Über die Konkurrenz der beiden großen Elisabeths ist viel geschrieben und gesprochen worden; es gab sogar ein Radiofeature mit dem provozierenden Titel „Elisabeth die Erste“. Sicher ist es reizvoll, Mozart-Lieder und –Arien, Agathes „Leise leise“, Elsas Traum oder Evas „Selig wie die Sonne“ in beiden Versionen zu vergleichen. Und wahrscheinlich werden die meisten Hörer finden, dass die Schwarzkopf die Raffiniertere und die Grümmer die Natürlichere von beiden ist. Doch wozu Rankings und Ratings, wozu hohle Superlative wie „Erste, Schönste, Beste“? Sollte man sich nicht lieber daran erfreuen, dass man zwei so hervorragende und dabei so unterschiedliche Sängerinnen im gleichen Repertoire hören kann, dass man außerdem noch eine Della Casa, eine Jurinac und eine Janowitz hinzunehmen kann? Übrigens hat Elisabeth Grümmer in der Öffentlichkeit oft ihre Bewunderung für Elisabeth Schwarzkopf zum Ausdruck gebracht und sie eingedenk gemeinsamer Don Giovanni-Aufführungen in Salzburg als „große Könnerin“ bezeichnet.

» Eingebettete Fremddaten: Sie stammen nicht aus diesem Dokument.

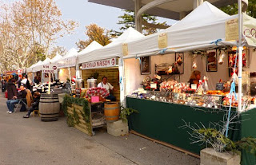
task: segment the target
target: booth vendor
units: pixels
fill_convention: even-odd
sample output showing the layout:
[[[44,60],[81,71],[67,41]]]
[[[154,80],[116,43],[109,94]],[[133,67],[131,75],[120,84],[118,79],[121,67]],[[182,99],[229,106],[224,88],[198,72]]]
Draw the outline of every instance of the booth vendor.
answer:
[[[201,72],[198,70],[194,70],[192,72],[189,83],[191,84],[199,84],[199,81],[201,79]]]
[[[107,82],[107,77],[102,77],[102,81],[100,82],[98,84],[98,87],[102,87],[102,88],[106,88],[106,90],[108,91],[108,92],[110,93],[110,96],[108,96],[107,97],[106,97],[106,99],[110,100],[111,101],[116,101],[116,98],[115,96],[114,96],[113,95],[111,95],[110,91],[114,91],[114,87],[110,84],[110,83]]]

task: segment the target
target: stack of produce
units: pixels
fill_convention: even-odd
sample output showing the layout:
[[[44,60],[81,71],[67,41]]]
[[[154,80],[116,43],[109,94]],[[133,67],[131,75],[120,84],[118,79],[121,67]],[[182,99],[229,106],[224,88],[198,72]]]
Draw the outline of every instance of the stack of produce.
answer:
[[[185,92],[189,88],[190,85],[174,80],[164,81],[160,84],[160,90],[162,92]]]
[[[87,90],[86,98],[90,98],[91,96],[100,96],[106,98],[110,95],[108,91],[105,88],[94,87]]]

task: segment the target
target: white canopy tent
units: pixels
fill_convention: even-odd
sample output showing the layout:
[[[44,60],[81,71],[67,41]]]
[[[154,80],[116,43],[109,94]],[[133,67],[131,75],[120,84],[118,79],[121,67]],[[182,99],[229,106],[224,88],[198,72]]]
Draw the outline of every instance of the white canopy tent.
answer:
[[[173,26],[128,43],[129,55],[124,58],[154,55],[158,48],[158,36],[167,34],[166,52],[186,52],[218,45],[236,45],[236,41],[226,41],[226,21],[238,18],[230,16],[208,2],[194,10]],[[218,41],[218,42],[217,42]]]
[[[47,57],[42,62],[41,62],[40,64],[38,64],[35,67],[34,67],[33,71],[38,72],[38,71],[42,70],[42,65],[49,64],[50,62],[50,59]]]
[[[61,69],[75,66],[77,54],[78,50],[72,48],[58,61],[58,67]]]
[[[58,53],[57,53],[56,56],[50,60],[50,63],[57,65],[58,61],[61,60],[62,57],[63,57],[62,55],[59,55]]]
[[[33,65],[33,67],[30,67],[32,69],[32,72],[33,73],[38,72],[36,69],[38,68],[38,66],[41,65],[42,63],[42,61],[39,61],[38,63]]]
[[[122,57],[122,43],[130,42],[143,37],[143,34],[130,27],[109,45],[88,53],[79,54],[79,56],[78,56],[78,63],[81,64],[111,57]]]
[[[242,46],[256,46],[253,30],[256,19],[241,13],[230,16],[205,2],[182,21],[160,33],[128,43],[129,54],[124,58],[134,58],[166,53],[212,49],[218,46],[238,45],[238,109],[242,110]],[[230,21],[234,25],[229,29]],[[166,46],[158,47],[159,34],[167,36]],[[232,39],[228,34],[232,34]],[[238,41],[238,42],[237,42]]]
[[[27,69],[26,69],[26,72],[27,72],[27,73],[32,73],[32,72],[33,72],[32,69],[36,65],[36,64],[37,64],[37,63],[32,65],[30,68],[27,68]]]

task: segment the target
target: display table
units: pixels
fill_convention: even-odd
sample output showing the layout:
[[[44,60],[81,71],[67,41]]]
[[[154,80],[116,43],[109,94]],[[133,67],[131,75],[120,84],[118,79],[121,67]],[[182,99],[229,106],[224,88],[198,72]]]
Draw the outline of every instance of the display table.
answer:
[[[191,144],[190,136],[187,132],[190,130],[180,127],[185,124],[184,121],[194,126],[195,123],[202,123],[208,127],[210,122],[223,120],[224,116],[222,109],[190,107],[131,97],[126,97],[126,105],[139,112],[130,116],[130,129],[198,155],[200,150],[205,147],[198,143]],[[237,140],[242,137],[256,137],[256,131],[252,128],[252,125],[256,124],[256,109],[242,113],[239,120],[242,122],[234,126],[237,130],[229,132],[230,138]],[[242,153],[242,164],[255,163],[256,159],[254,155]]]

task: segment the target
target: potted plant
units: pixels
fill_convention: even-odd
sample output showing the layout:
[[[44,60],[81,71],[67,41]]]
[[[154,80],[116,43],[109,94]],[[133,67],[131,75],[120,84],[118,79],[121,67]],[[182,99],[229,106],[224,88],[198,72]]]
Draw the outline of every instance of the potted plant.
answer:
[[[196,124],[198,128],[195,128],[185,122],[182,127],[192,130],[192,133],[188,132],[192,137],[191,143],[200,143],[206,146],[200,151],[200,165],[240,165],[242,150],[256,155],[256,139],[247,137],[234,142],[224,135],[226,124],[220,130],[217,130],[214,128],[206,128],[202,124],[201,128],[198,124]]]
[[[119,136],[128,134],[128,116],[135,112],[138,113],[138,111],[130,108],[120,107],[119,120],[114,122],[107,122],[107,132],[114,136]]]

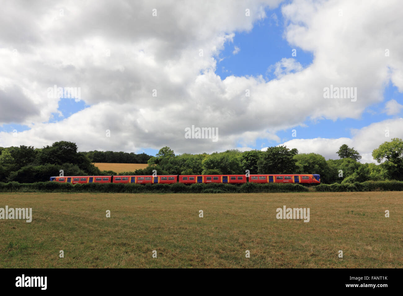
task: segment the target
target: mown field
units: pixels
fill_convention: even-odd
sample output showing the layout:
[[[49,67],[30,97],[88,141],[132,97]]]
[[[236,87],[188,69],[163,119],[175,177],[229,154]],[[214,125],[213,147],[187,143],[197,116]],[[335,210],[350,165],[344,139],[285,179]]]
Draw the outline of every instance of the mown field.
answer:
[[[118,174],[122,172],[134,172],[139,169],[145,169],[147,164],[109,164],[106,162],[95,162],[94,165],[101,171],[113,171]]]
[[[2,193],[0,200],[32,207],[33,216],[0,220],[0,267],[403,267],[401,192]],[[310,221],[276,219],[285,205],[310,208]]]

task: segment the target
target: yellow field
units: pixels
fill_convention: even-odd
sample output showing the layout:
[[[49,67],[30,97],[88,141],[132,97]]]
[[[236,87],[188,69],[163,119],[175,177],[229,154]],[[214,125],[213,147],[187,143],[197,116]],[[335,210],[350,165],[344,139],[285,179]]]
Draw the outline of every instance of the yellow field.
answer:
[[[134,172],[139,169],[145,169],[148,165],[147,164],[108,164],[105,162],[96,162],[94,165],[101,171],[110,170],[118,174],[121,172]]]

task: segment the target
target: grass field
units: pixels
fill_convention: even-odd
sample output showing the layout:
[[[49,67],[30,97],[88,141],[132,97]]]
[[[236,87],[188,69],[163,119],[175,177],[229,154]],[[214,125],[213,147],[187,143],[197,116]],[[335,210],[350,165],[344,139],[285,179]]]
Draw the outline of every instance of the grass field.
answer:
[[[118,174],[121,172],[134,172],[139,169],[145,169],[147,164],[109,164],[106,162],[95,162],[94,165],[101,171],[111,170]]]
[[[0,220],[0,267],[403,267],[399,192],[0,199],[0,207],[32,207],[33,217]],[[285,205],[310,208],[310,221],[277,219]]]

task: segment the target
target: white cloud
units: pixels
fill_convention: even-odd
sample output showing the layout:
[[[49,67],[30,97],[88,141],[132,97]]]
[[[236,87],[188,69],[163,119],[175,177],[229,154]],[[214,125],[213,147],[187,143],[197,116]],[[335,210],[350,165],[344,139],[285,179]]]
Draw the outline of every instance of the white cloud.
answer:
[[[82,151],[167,145],[177,153],[210,152],[239,143],[253,145],[258,138],[278,141],[277,132],[307,119],[359,118],[368,106],[383,100],[388,82],[403,91],[403,18],[396,1],[287,4],[282,8],[284,37],[292,48],[312,52],[312,64],[303,69],[285,58],[277,79],[222,79],[215,71],[225,45],[236,33],[250,31],[266,17],[268,6],[279,2],[5,3],[0,99],[8,102],[0,124],[18,122],[31,129],[16,137],[0,133],[0,145],[40,147],[66,140]],[[245,15],[246,8],[250,17]],[[54,84],[80,87],[81,100],[91,106],[44,123],[58,112],[59,99],[46,96]],[[323,88],[331,84],[357,87],[357,101],[324,99]],[[185,139],[185,128],[192,124],[218,128],[218,141]],[[368,145],[363,150],[372,149],[372,142],[363,143]]]
[[[403,108],[403,105],[401,105],[396,100],[388,101],[385,104],[385,112],[388,115],[395,115],[400,113]]]
[[[274,68],[274,74],[277,78],[280,78],[294,71],[299,72],[302,70],[302,66],[299,62],[292,58],[283,58],[281,60],[276,63],[274,66],[269,68]]]
[[[353,147],[360,153],[362,157],[359,161],[360,162],[376,163],[372,157],[374,149],[385,142],[390,141],[393,138],[403,139],[403,118],[376,122],[360,130],[355,129],[352,131],[351,138],[297,139],[278,146],[285,145],[289,149],[297,148],[299,153],[317,153],[327,159],[338,159],[339,155],[336,152],[341,146],[346,144],[350,148]],[[267,147],[265,147],[261,150],[266,151],[267,149]]]

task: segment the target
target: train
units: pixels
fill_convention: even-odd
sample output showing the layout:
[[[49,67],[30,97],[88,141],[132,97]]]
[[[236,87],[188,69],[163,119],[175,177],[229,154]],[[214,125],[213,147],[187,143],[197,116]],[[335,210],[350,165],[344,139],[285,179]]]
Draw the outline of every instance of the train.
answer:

Wie so viele Sänger ihrer Generation ist Elisabeth Grümmer heute auf Platten wesentlich präsenter als zu Lebzeiten. Dank der Auswertung von Rundfunk-Archiven kann man sich heute via CD und Internet-Foren einen umfassenden Eindruck dieser wunderbaren Sängerin verschaffen. Die vorliegende Sammlung der BR-Aufnahmen sei schon wegen „Abendempfindung“ Jedem ans Herz gelegt, der ein Gespür für das Außergewöhnliche hat. Hier kann man exemplarisch hören, was letztlich das Ziel jeder Gesangstechnik ist: Den Körper in die Lage zu versetzen, mühelos in Klang zu verwandeln, was Geist und Seele zum Ausdruck bringen möchten.